I have always admitted, I’m not (a real) an expert
writer. I’m just a guy slapping words down one after the other, clearing out
space in my head and, hopefully, building a bridge to conversation.
If you’ve been one of the near-daily readers of the Still
Standing series or The Ex4mined Life… Thank you. It will always mean more
than you probably realize.
There are more stories. Some very sensitive, many not
quirky; stories that didn’t quite fit into Volumes 1–7. These tales made me stop and ask: Why am I
still here? Is there a bigger purpose? Is there a reason I’ve made it
through some of this? Part of me hopes I don’t find out anytime soon.
I do know this much: the willingness to take chances…
to be bold… to step into things… goes back to my time at Rockhurst. Jesuit college
prep education in the Midwest. They told us we were going to be
something—doctors, lawyers, captains of industry, maybe even senators. Take chances. Don't settle for mediocrity! We will not get anywhere in life if we do, Esto Vir (be a man)!
In my case, I didn’t have money. I didn’t have status.
I was lost amongst the silver spoons. But I had a spine. And when you’re young,
broke, and just a little bit dumb… You feel invincible!
Until you don’t.
I was still at Rockhurst when I came
face-to-face with that reality. Like a lot of stories by professional authors
begin with, it was a dark and stormy night. A girl I had taken to a dance, Jackie Q,
was performing at Ward Parkway Shopping Center. My younger sister wanted to go.
I had just cashed my first real paycheck—over $600 after a grocery supermarkey strike.
We had no car. So, we walked. Rain was coming down. And then—out of nowhere— two
guys stepped in front of us.
“Give us your money!”
I wasn’t handing that over easily. Not my first
paycheck. Not like that.
There was some fast talking. Some stalling. A little
resistance. And then—a gun barrel was pressed against my forehead.
“Do you think we’re joking?”
That’s the moment everything changes. Fast. Clear. Real.
Yet, somehow… I said the only thing I could think of: “I don’t… but maybe you
can tell it to the police who just pulled up.”
There were bright headlights behind them. They turned
and ran.
It wasn’t the police. Just neighbors. People who
barely knew us… stopping to see if we were okay. At that moment? We were.
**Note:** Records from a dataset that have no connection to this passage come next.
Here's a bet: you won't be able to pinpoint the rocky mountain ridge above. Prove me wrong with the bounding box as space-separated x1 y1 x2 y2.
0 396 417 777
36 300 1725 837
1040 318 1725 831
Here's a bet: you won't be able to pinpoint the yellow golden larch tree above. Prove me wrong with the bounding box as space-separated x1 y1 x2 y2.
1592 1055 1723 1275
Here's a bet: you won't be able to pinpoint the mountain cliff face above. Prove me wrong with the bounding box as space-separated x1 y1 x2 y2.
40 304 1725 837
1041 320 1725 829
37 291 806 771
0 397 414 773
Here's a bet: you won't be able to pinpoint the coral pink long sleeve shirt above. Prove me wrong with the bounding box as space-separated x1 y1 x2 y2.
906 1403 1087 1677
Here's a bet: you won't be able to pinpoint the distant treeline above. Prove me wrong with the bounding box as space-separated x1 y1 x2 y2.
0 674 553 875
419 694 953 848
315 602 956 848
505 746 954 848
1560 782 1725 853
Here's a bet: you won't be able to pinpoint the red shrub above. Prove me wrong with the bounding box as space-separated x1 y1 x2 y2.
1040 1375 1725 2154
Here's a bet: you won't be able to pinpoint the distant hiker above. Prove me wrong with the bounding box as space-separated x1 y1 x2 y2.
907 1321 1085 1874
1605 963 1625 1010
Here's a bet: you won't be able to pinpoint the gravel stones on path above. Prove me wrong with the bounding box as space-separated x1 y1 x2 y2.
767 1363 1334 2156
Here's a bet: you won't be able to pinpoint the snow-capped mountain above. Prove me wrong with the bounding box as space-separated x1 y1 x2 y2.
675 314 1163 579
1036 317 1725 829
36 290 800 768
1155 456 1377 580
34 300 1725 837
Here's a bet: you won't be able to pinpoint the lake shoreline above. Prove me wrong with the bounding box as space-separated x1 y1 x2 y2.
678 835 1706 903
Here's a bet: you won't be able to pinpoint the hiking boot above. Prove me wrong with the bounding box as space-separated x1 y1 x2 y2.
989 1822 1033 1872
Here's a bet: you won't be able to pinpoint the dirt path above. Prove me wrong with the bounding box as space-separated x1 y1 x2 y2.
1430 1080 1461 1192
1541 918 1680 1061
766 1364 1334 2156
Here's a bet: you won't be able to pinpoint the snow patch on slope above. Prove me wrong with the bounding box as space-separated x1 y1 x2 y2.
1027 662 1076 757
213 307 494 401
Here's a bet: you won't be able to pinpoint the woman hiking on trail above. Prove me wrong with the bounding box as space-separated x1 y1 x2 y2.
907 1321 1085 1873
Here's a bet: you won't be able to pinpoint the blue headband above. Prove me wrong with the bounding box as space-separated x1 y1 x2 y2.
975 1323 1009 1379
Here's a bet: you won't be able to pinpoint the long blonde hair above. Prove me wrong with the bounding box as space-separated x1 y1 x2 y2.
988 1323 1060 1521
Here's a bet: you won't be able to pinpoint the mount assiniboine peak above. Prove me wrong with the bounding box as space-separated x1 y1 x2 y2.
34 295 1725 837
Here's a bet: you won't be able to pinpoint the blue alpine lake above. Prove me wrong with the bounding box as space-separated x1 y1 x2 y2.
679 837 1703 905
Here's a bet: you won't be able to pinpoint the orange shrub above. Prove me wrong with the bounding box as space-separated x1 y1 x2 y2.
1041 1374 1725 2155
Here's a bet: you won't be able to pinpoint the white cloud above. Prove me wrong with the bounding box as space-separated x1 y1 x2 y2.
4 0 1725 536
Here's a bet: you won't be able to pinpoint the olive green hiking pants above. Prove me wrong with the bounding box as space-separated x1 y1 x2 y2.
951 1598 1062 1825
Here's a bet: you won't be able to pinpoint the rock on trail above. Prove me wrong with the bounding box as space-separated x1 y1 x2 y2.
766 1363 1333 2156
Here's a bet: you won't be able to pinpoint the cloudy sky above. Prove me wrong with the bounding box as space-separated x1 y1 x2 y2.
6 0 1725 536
I made it to the bank. We saw the performance. I don’t
think I ever spoke to Jackie again. Funny how life works like that. It was a moment where life is “literally short,” and I don’t want to spend the rest of it with you! She didn't know it, but she almost got us killed!
The money didn’t last long. About a week later, my
estranged stepfather called. Desperate. In trouble, as usual. A friend and I
drove to pick him up. The place we found him in… wasn’t great. When we got to his
floor, he was being dragged down a hallway, with a knife at his throat.
Again—no plan. No qualifications. Just stepping into
something that needed handling. That one ended differently, too. We got him
out. Safe. But something shifted in me (and in my friend, Greg A).
In that two-week span, I had a gun to my head and
watched a knife at someone else’s throat. At 15 years old… that does something
to you. The money I fought to keep? I gave it to him to get him out of our
lives. A bus ticket to St. Louis. A
chance to start over. And just like that,
a piece of whatever innocence was left… was gone.
When I look back at Volumes 1 through 7, the pranks,
the risks, the “this seems fine” moments, I see them differently today. After you’ve stared down something real and survived, you don’t experience fear the same way.
Perhaps that’s why there’s never been a moment that
felt too big! Once again, I am still
standing; my body is still tilted in multiple directions. After this last epiphany, I am still trying
to make sense of it all, but it is finally starting to add up.